Rho GTPases activated by GDP/GTP exchange factors (GEFs) play key roles in the developing and adult nervous system. Kalirin-7 (Kal7), the predominant adult splice form of the multifunctional Kalirin RhoGEF, includes a PDZ [postsynaptic density-95 (PSD-95)/Discs large (Dlg)/zona occludens-1 (ZO-1)] binding domain and localizes to the postsynaptic side of excitatory synapses. In vitro studies demonstrated that overexpression of Kal7 increased dendritic spine density, whereas reduced expression of endogenous Kal7 decreased spine density. To evaluate the role of Kal7 in vivo, mice lacking the terminal exon unique to Kal7 were created.
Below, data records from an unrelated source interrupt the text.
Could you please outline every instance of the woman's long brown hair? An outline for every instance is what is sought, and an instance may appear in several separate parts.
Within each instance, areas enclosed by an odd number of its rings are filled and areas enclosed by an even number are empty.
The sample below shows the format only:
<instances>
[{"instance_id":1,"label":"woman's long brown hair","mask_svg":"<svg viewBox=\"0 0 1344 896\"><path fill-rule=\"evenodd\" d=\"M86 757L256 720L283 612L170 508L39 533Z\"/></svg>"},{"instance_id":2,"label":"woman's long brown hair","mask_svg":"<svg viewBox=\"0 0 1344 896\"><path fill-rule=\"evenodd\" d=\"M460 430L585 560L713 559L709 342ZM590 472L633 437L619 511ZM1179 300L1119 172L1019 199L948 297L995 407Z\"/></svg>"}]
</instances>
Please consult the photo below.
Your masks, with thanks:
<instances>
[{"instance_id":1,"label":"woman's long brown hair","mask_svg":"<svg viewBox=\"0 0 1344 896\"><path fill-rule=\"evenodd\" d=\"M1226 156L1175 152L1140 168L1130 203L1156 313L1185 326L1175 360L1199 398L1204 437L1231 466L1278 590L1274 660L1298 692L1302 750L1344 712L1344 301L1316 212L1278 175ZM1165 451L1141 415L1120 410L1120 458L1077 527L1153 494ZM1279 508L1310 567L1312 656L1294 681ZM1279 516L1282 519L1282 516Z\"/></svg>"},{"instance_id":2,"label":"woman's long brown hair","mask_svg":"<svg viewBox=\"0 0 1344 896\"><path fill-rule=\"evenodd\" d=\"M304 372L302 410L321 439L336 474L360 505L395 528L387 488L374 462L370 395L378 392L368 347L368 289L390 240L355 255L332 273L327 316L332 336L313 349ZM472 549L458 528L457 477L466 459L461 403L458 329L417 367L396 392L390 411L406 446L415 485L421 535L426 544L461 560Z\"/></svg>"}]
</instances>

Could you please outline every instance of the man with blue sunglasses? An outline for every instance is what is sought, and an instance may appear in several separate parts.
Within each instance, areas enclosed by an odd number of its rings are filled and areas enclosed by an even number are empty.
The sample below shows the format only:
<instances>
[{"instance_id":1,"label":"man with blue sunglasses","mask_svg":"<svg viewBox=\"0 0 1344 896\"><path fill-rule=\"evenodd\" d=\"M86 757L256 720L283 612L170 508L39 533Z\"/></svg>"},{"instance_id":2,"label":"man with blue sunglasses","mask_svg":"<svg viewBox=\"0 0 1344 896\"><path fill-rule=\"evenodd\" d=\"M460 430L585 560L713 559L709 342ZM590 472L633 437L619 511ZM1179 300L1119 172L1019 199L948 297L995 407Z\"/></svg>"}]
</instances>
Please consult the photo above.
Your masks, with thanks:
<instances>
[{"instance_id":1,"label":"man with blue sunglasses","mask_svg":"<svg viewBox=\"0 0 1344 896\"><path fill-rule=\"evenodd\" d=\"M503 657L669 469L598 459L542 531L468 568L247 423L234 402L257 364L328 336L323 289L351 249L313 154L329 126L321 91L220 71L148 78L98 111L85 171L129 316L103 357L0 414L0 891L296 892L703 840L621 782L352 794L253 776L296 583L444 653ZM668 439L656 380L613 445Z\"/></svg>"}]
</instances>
Mice lacking both copies of the Kal7 exon (Kal7(KO)) grew and reproduced normally. Golgi impregnation and electron microscopy revealed decreased hippocampal spine density in Kal7(KO) mice. Behaviorally, Kal7(KO) mice showed decreased anxiety-like behavior in the elevated zero maze and impaired acquisition of a passive avoidance task, but normal behavior in open field, object recognition, and radial arm maze tasks. Kal7(KO) mice were deficient in hippocampal long-term potentiation. Western blot analysis confirmed the absence of Kal7 and revealed compensatory increases in larger Kalirin isoforms. PSDs purified from the cortices of Kal7(KO) mice showed a deficit in Cdk5, a kinase known to phosphorylate Kal7 and play an essential role in synaptic function. The early stages of excitatory synaptic development proceeded normally in cortical neurons prepared from Kal7(KO) mice, with decreased excitatory synapses apparent only after 21 d in vitro. Expression of exogenous Kal7 in Kal7(KO) neurons rescued this deficit. Kal7 plays an essential role in synaptic structure and function, affecting a subset of cognitive processes.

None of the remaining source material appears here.